This week a colleague pass this link about running kubernetes cluster running on Cilium. The interesting point is the high throughput is achieved by BIG TCP and IPv6!
The summary (copied) is:
TCP segments in the OS are up to 65K, NIC hardware does the segmentation – we do this now, but the 65K is a limitation of IPv4 addressing. BIG TCP uses IPv6 and allows much large TCP segments within OS currently 512K but theoretically higher. End result – better perf (>20% higher in this video) and latency (2.2x faster through the OS).
Then I saw this other video from John Ousterhout. It is similar topic as the Kubernetes video above as K8S is used mainly in datacenters.
– data throughput: full link speed for large messages
– low tail latency: <10us for short messages? (DC)

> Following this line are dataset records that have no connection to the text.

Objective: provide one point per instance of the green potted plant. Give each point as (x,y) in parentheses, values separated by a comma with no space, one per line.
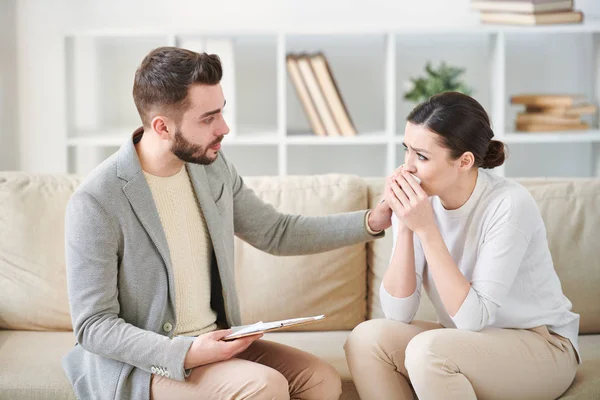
(443,79)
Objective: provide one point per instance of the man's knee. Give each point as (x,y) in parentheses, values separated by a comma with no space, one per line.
(324,383)
(363,337)
(269,384)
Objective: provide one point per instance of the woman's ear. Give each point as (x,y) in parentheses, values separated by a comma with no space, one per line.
(467,160)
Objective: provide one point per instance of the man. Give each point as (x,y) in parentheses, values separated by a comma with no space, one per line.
(149,246)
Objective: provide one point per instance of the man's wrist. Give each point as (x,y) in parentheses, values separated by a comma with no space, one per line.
(369,223)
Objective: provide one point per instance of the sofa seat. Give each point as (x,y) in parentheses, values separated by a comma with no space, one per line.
(30,366)
(329,346)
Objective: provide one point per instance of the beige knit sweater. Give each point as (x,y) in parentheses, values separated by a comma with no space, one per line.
(190,248)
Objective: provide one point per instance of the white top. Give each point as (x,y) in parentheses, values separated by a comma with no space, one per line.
(498,241)
(190,248)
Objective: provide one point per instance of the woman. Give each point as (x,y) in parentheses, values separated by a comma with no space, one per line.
(477,243)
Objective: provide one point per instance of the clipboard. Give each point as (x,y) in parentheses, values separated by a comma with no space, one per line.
(263,327)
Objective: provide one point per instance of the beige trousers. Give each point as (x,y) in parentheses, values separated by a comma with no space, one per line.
(385,357)
(266,370)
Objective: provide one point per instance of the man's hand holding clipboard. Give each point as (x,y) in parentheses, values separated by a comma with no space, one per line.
(263,327)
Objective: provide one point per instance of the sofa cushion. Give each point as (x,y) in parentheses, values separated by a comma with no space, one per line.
(331,283)
(30,365)
(571,212)
(587,380)
(329,346)
(33,289)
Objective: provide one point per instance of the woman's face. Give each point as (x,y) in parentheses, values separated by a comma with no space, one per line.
(428,160)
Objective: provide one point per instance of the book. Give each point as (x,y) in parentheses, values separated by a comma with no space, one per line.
(304,97)
(560,17)
(332,94)
(542,118)
(522,6)
(548,100)
(308,75)
(550,127)
(262,327)
(566,111)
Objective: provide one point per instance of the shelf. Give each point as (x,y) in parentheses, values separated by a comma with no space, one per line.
(112,138)
(270,133)
(249,139)
(361,138)
(551,137)
(590,24)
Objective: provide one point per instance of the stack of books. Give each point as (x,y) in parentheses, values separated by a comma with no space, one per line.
(552,112)
(527,12)
(319,95)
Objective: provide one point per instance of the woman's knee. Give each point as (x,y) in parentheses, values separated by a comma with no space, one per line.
(374,333)
(426,348)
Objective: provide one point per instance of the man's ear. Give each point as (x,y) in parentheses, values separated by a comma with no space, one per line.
(467,160)
(161,127)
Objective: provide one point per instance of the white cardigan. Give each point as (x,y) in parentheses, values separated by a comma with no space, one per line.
(498,241)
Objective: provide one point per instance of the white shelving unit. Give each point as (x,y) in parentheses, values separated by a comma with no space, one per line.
(270,134)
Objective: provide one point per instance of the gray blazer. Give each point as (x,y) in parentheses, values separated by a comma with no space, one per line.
(120,277)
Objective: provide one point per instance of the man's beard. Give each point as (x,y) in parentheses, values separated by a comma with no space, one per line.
(192,153)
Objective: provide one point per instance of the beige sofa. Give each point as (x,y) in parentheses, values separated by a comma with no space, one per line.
(34,313)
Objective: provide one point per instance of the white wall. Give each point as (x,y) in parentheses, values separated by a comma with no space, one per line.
(9,135)
(41,24)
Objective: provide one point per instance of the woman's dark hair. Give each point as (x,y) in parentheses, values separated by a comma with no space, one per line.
(462,125)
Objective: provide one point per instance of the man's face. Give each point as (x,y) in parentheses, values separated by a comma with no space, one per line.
(202,128)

– message throughput: 100M short messages per second? (DC)
TCP issues in DC:
1- stream oriented (no load balancing) -> message based
2- connection oriented (can break infiniband!, expensive,)-> connectionless
3- fair scheduling (bw sharing) -> run to completion (SRPT)
4- sender-driven congestion control (based on buffer occupancy) -> receiver- driven congestion control
5- in-order delivery -> no ordering requirements
As well, it is important the move to NIC (as there is already a lot of NIC offloading).
His proposal for HOMA looks very nice but I like how he explains how dificult is going to be successful. Still worth trying.